Celia will be equipped with capabilities for perceiving user intent, delivering anticipatory services, summarizing content, conducting intelligent image searches, and providing a superior AI experience in varied contexts such as work, fitness, entertainment, travel, and home settings.
Key takeaways
- Huawei’s Pangu models distinctively target industrial applications, optimizing operations, product R&D and software engineering with remarkable precision and speed, setting them apart from broader-focus models like Baidu's Ernie Bot and Alibaba's Tongyi Qianwen. However, this might limit their applicability in general-purpose generative AI models, where applications such as OpenAI’s ChatGPT excel.
- Given Huawei’s well-established ecosystem, the success of Pangu models in industrial settings heavily relies on collaborations with its partners. This could restrain its ability to operate and scale independently.

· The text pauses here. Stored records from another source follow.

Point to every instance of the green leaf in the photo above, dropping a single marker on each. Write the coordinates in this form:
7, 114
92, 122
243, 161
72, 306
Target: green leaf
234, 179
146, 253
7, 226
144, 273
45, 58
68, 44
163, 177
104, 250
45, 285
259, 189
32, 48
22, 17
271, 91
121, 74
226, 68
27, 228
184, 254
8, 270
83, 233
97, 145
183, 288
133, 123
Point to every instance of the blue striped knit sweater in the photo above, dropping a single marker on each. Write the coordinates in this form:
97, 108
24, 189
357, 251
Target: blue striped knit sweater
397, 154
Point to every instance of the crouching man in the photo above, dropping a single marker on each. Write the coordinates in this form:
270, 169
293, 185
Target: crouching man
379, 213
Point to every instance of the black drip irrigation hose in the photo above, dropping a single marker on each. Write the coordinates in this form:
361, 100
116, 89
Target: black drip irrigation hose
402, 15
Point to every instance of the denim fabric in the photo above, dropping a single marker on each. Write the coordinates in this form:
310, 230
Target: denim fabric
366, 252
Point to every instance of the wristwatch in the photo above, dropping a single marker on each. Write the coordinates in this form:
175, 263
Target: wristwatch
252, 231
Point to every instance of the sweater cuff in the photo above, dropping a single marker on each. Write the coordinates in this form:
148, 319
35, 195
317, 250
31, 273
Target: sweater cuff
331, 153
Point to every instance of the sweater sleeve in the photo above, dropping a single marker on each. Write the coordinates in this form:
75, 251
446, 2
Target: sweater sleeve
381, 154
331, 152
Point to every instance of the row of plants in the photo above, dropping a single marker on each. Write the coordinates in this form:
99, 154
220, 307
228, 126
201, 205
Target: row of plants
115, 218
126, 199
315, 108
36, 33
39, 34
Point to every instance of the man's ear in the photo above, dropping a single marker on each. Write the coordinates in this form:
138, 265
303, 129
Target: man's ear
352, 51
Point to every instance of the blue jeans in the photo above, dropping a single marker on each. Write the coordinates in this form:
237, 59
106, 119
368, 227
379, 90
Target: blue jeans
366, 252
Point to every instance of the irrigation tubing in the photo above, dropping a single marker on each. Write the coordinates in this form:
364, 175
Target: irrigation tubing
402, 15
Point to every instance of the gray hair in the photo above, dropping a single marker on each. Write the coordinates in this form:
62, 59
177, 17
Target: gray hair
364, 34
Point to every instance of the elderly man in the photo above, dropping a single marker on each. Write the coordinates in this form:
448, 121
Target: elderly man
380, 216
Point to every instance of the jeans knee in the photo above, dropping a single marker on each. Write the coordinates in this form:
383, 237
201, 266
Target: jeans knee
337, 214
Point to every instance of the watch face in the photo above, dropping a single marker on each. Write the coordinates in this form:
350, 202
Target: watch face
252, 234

- Despite lagging behind SenseTime and Baidu in LLM and multimodal generative AI, Huawei is playing catchup, injecting more resources into fundamental AI research, especially in the areas of AI agent and world model building, the core technologies for realizing on-device chatbot and text-to-video applications.
- Challenges remain in getting the required computing power for training larger AI models, as Huawei's in-house Ascend 910B processors, while capable, still fall short of the superior performance levels offered by NVIDIA’s latest chips.
- In summary, the 2024 edition of HAS unveiled Huawei's aggressive AI strategy, marking a strategic pivot to capitalize on the capabilities of its Pangu foundation models, with significant ramifications across diverse industries.